À l'issue de la livraison de la BMW, nous partageons en quatre parts égales, les vingt-cinq mille francs que nous avons gagnés. C'est tout de même un sacré paquet de fric et personne ne s'y attendait, mais nous avons réussi et je n'ai jamais détenu une telle somme. Nous décidons de foncer faire la fête dans un petit bar discret de Bordeaux pour arroser ce succès au champagne.

Le lendemain matin, j'ai encore du mal à réaliser que je possède autant d'argent. Je ne sais pas même pas quoi en faire ni où le cacher. Finalement, je choisis de déposer trois mille francs dans une vieille boîte en fer et de l'enterrer dans un trou que je creuse sous ma terrasse en prenant soin de vérifier que personne ne me voit faire. Je me dis que je dois mettre de l'argent de côté dès à présent, j'en aurais besoin pour construire mon empire.

Puis, je me rends à la caravane de Picouly, suivi de Diabla qui marche dans mes pas. Je frappe à la porte.

— Rentre, mais pas le chien !

Je me déchausse et monte le marchepied métallique, laissant Diabla derrière moi. Yankee, assis sur le canapé, joue avec des voitures miniatures et son fils. Je me souviens que j'ai eu les mêmes jeux... Mon cœur se serre, mais je chasse vite ces images et pose une liasse de billets sur la table de la cuisine.

— Qu'est-ce que c'est ? m'interroge ma sœur, surprise.

— C'est pour toi ! Je t'avais dit que je paierais ma caravane !

Ses yeux noirs écarquillés, elle s'agite devant moi et refuse illico.

— Mais arrête voir, range tes sous !

Elle regarde vers son mari pour avoir son soutien, mais celui-ci se garde de commenter, il continue de jouer avec son fils. Partager mon fric avec celle qui a toujours été là pour moi, me rend heureux, alors j'insiste :

— Un cadeau, ça se refuse pas !

Picouly est émue, ses yeux se remplissent de larmes. Ce n'est pas tant par la somme, mais par mon attention. Elle est touchée que je pense à elle. Elle me met une tape affective dans le dos et me demande :

— Baisse-toi que je te fasse la bise !

— Rho... Comme ça, tu te feras plaisir, je savais pas quoi t'offrir...

— T'es fou, y a beaucoup de sous là, hein ?

Je tends ma joue pensant que l'effusion serait rapide, mais elle se pend à mon cou et me tient contre son cœur. Son parfum trop fort m'étouffe, je n'aime pas les marques d'affection. Je me détends pourtant contre ma sœur, celle qui a toujours été là pour moi. Je me laisse même aller à lui rendre un baiser.

Je passe les jours qui suivent à monter des scénarios avec mes deux amis et Tito. Comment et où trouver des voitures de luxe, avec leur clef ? L'affaire est plus compliquée que ce que nous avions imaginé.

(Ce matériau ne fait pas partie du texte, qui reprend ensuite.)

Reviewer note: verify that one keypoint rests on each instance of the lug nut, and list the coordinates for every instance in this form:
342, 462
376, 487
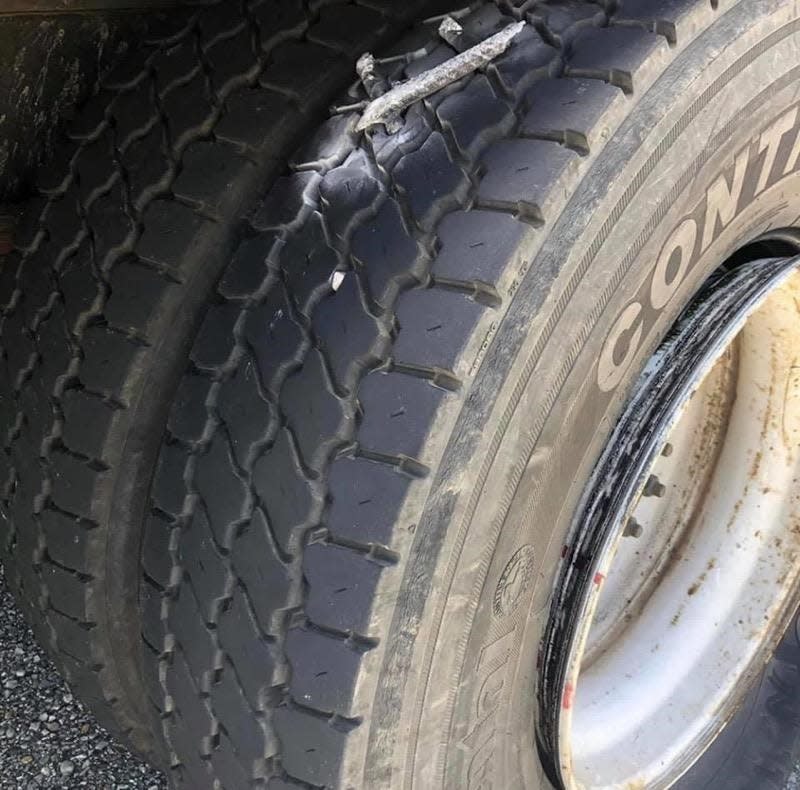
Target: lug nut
654, 487
633, 529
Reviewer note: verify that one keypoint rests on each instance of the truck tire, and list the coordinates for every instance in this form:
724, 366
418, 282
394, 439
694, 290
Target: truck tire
115, 263
328, 411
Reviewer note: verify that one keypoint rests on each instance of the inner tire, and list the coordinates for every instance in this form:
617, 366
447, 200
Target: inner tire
322, 488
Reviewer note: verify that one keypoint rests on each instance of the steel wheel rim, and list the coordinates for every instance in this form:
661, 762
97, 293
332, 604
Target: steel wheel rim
639, 675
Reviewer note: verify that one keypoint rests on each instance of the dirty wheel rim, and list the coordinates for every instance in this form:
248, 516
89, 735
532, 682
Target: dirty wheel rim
682, 568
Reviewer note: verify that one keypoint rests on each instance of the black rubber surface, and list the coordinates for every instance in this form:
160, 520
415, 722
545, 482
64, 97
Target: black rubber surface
113, 267
306, 414
188, 248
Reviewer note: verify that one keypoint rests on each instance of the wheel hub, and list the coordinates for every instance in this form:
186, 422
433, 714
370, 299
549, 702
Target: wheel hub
682, 570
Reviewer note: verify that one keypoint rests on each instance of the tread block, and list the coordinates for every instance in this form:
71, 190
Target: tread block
313, 412
94, 169
146, 163
475, 116
215, 342
208, 573
231, 61
431, 181
235, 716
328, 146
277, 21
157, 548
525, 61
189, 112
227, 765
308, 263
347, 333
73, 484
66, 540
521, 174
64, 223
189, 414
574, 105
434, 326
249, 267
344, 27
224, 494
248, 417
276, 341
258, 120
288, 70
210, 174
397, 412
134, 288
72, 637
78, 285
345, 193
615, 54
132, 112
385, 252
108, 358
486, 239
341, 589
151, 599
251, 654
163, 242
87, 420
324, 670
113, 230
54, 349
193, 636
563, 19
66, 591
365, 498
283, 203
259, 569
193, 770
169, 490
197, 718
284, 490
310, 746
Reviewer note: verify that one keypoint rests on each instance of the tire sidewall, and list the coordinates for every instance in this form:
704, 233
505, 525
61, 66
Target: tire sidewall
468, 713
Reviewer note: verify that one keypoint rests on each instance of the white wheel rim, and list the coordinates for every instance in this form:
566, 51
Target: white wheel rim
678, 620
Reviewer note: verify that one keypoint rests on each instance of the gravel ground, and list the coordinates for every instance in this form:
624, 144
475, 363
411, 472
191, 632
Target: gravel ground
47, 738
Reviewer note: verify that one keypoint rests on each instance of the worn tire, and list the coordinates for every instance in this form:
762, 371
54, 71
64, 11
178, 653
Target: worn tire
364, 482
115, 263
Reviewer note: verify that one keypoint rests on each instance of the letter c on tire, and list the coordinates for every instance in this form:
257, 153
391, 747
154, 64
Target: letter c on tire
627, 330
681, 242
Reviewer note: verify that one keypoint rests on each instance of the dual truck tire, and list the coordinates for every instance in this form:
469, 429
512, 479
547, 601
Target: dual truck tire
295, 416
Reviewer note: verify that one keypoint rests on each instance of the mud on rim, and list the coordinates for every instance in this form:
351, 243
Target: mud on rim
682, 570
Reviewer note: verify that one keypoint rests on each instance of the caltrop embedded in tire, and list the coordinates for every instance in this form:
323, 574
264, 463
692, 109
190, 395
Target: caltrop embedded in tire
307, 439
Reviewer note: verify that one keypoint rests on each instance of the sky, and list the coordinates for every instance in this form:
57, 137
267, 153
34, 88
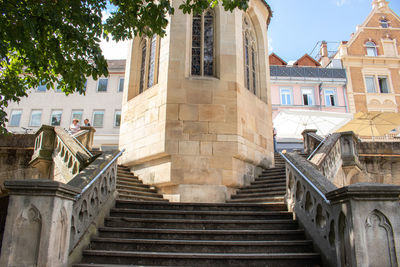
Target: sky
298, 25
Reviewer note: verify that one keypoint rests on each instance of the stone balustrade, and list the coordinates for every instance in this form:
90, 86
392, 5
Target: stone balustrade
49, 222
97, 183
356, 225
58, 156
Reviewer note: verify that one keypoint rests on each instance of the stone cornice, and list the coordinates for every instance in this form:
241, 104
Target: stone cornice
41, 188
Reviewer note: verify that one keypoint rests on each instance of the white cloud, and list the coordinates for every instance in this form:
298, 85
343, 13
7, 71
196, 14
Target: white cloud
114, 50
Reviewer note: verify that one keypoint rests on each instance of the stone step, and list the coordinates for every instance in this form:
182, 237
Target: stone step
200, 259
131, 182
149, 205
260, 190
139, 198
259, 194
190, 234
139, 193
200, 246
203, 215
136, 188
279, 224
126, 175
270, 200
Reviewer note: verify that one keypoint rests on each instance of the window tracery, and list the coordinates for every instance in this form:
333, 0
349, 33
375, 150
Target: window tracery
203, 44
148, 62
250, 55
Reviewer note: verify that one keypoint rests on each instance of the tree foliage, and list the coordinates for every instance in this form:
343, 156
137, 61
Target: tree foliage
57, 42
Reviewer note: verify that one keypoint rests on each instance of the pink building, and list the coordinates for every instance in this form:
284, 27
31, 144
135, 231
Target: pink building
311, 93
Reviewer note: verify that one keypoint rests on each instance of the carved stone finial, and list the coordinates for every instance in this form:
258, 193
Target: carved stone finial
380, 4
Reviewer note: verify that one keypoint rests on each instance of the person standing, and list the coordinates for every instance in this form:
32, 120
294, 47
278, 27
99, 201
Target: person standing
74, 128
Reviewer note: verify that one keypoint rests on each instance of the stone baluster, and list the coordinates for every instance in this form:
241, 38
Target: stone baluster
38, 225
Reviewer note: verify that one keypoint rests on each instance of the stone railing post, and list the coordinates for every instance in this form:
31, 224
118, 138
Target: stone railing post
368, 225
309, 144
348, 145
87, 141
44, 147
38, 223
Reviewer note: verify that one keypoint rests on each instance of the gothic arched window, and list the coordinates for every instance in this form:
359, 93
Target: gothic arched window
203, 44
371, 49
148, 62
250, 56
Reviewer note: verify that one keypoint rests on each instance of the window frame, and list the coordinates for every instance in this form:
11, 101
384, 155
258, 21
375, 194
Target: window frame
144, 50
334, 97
371, 46
93, 118
11, 118
250, 56
290, 94
312, 96
115, 118
377, 85
98, 84
51, 117
119, 84
41, 86
40, 118
202, 44
74, 111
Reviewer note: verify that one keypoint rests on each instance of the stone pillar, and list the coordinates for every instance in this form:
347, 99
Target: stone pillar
88, 139
369, 225
38, 224
44, 146
308, 142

Cependant, nous finissons par nous mettre d'accord sur plusieurs plans que nous choisissons de tester au plus vite. Dans la foulée, nous associons Yankee et Paco à notre nouvelle organisation, la confiance que je leur accorde est sans limites.

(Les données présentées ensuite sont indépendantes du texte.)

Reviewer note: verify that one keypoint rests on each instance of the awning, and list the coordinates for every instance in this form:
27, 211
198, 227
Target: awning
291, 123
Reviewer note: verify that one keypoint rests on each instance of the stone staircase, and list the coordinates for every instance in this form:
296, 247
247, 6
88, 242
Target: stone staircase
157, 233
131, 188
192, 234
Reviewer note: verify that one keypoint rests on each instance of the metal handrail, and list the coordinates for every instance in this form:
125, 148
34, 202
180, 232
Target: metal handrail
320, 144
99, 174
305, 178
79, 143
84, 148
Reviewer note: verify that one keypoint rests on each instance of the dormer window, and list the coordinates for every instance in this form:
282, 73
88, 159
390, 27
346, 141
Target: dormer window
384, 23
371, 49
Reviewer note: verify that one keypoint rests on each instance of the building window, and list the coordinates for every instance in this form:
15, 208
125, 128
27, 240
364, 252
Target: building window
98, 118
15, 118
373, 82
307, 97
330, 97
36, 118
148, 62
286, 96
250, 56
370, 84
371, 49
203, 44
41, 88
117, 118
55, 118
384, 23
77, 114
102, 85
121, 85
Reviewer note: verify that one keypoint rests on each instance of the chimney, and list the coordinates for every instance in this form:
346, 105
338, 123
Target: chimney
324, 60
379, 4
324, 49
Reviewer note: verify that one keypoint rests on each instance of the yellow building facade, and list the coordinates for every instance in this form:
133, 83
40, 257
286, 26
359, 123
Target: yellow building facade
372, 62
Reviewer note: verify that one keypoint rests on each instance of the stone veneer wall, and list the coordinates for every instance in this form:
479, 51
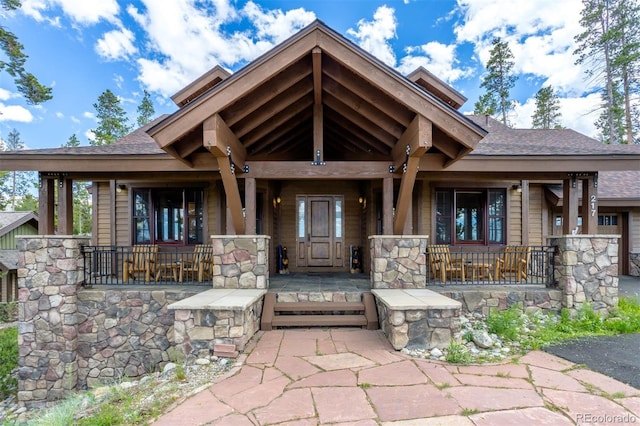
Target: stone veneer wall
50, 268
483, 300
198, 331
398, 261
240, 261
125, 332
586, 268
430, 328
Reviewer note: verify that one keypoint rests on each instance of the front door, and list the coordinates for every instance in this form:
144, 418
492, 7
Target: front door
320, 231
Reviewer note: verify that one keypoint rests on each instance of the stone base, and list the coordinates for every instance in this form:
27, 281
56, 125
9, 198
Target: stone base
417, 318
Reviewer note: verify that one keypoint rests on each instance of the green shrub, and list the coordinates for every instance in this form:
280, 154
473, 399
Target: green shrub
8, 361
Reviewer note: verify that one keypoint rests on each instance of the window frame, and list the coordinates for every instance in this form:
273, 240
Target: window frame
151, 193
450, 195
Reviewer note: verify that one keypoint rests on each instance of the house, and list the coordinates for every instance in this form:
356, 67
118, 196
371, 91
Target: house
12, 224
319, 145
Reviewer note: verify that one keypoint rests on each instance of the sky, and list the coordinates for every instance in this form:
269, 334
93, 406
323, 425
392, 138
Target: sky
81, 48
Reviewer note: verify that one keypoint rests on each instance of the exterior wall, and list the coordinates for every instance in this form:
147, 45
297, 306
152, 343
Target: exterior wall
398, 261
8, 240
287, 234
241, 261
587, 271
50, 270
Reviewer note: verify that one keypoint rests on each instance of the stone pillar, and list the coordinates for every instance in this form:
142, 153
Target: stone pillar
50, 269
240, 261
586, 270
398, 261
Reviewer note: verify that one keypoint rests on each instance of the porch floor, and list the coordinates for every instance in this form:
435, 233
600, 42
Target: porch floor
319, 282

La première règle que nous suivons pour ne prendre aucun risque est de ne pas opérer dans notre département. Les gendarmes pourraient regrouper les vols et nous repérer sans trop d'efforts.

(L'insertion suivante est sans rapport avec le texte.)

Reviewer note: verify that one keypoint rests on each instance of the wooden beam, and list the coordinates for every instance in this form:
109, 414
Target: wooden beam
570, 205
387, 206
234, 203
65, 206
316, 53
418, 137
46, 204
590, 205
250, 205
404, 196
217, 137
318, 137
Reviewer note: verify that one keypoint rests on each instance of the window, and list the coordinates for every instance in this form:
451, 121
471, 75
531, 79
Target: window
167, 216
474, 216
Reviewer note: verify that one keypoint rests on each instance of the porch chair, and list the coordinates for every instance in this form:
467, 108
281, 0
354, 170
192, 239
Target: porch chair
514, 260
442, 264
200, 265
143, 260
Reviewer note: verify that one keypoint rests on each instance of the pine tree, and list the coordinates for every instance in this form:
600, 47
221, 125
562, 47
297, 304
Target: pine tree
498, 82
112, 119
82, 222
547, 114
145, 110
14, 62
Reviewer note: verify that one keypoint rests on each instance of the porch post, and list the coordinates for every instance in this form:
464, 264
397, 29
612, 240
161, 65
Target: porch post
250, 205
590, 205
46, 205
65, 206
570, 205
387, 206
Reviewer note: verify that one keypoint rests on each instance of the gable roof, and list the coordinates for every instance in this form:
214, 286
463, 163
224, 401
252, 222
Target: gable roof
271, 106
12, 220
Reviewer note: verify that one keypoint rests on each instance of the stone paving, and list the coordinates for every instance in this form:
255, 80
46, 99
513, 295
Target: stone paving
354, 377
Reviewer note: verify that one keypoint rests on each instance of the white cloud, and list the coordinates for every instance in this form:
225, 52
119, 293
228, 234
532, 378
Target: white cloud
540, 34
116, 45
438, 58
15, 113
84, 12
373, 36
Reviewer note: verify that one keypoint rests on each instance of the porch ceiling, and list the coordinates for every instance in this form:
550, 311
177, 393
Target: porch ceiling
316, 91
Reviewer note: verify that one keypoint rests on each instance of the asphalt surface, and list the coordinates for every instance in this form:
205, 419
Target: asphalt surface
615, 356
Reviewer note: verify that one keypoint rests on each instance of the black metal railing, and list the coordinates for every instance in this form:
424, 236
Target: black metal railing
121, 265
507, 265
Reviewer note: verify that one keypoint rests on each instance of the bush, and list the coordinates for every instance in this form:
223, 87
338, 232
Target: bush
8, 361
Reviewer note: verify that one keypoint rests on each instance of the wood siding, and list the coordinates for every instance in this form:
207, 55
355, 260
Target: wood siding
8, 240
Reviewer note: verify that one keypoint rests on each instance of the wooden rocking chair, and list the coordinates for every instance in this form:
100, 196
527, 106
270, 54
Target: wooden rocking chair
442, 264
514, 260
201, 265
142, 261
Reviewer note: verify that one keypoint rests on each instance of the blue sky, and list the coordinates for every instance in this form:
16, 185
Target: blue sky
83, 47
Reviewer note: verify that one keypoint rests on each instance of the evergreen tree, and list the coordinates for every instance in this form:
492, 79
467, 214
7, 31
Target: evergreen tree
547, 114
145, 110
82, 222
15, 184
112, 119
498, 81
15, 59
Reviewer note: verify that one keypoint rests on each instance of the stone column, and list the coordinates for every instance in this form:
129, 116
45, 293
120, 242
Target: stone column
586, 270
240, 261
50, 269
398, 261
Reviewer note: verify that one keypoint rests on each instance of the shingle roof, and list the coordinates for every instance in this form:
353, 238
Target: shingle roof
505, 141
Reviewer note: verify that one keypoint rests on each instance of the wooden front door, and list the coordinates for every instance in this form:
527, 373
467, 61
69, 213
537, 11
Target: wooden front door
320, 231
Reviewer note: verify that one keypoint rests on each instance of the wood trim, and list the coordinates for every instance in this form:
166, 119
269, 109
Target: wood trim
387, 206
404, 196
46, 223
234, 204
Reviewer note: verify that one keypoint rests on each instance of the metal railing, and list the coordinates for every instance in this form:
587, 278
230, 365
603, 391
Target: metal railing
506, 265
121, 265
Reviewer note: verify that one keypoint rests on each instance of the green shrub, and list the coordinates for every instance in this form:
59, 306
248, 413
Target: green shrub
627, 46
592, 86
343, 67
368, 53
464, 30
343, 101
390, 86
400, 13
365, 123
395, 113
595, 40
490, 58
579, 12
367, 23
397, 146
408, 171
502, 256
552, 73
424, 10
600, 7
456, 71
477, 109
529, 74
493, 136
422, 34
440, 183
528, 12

Après de longues nuits à observer les allées et venues d'un quartier huppé de Biarritz, nous décidons de passer à l'acte. Paco, accompagné de Yankee, est au volant d'une 205 GTI qu'un cousin nous prête. Plus rapide que leurs fourgons, si notre aventure tournait court, il serait plus simple de déguerpir à toute vitesse. Dans une seconde voiture placée à l'opposé de la rue, Karlo et Stazek font le guet pendant que Tito et moi, une cagoule sur la tête, attendons cachés dans l'obscurité du jardin de la belle villa totalement endormie. Nous n'avons pas eu de mal à sauter le grillage, à peu près haut d'un mètre cinquante pour nous infiltrer dans la haie de sapinettes qui nous tiennent à l'abri des éventuels regards curieux. Ce qui est peu probable de par la taille immense des parcs, les maisons voisines sont assez éloignées les unes des autres.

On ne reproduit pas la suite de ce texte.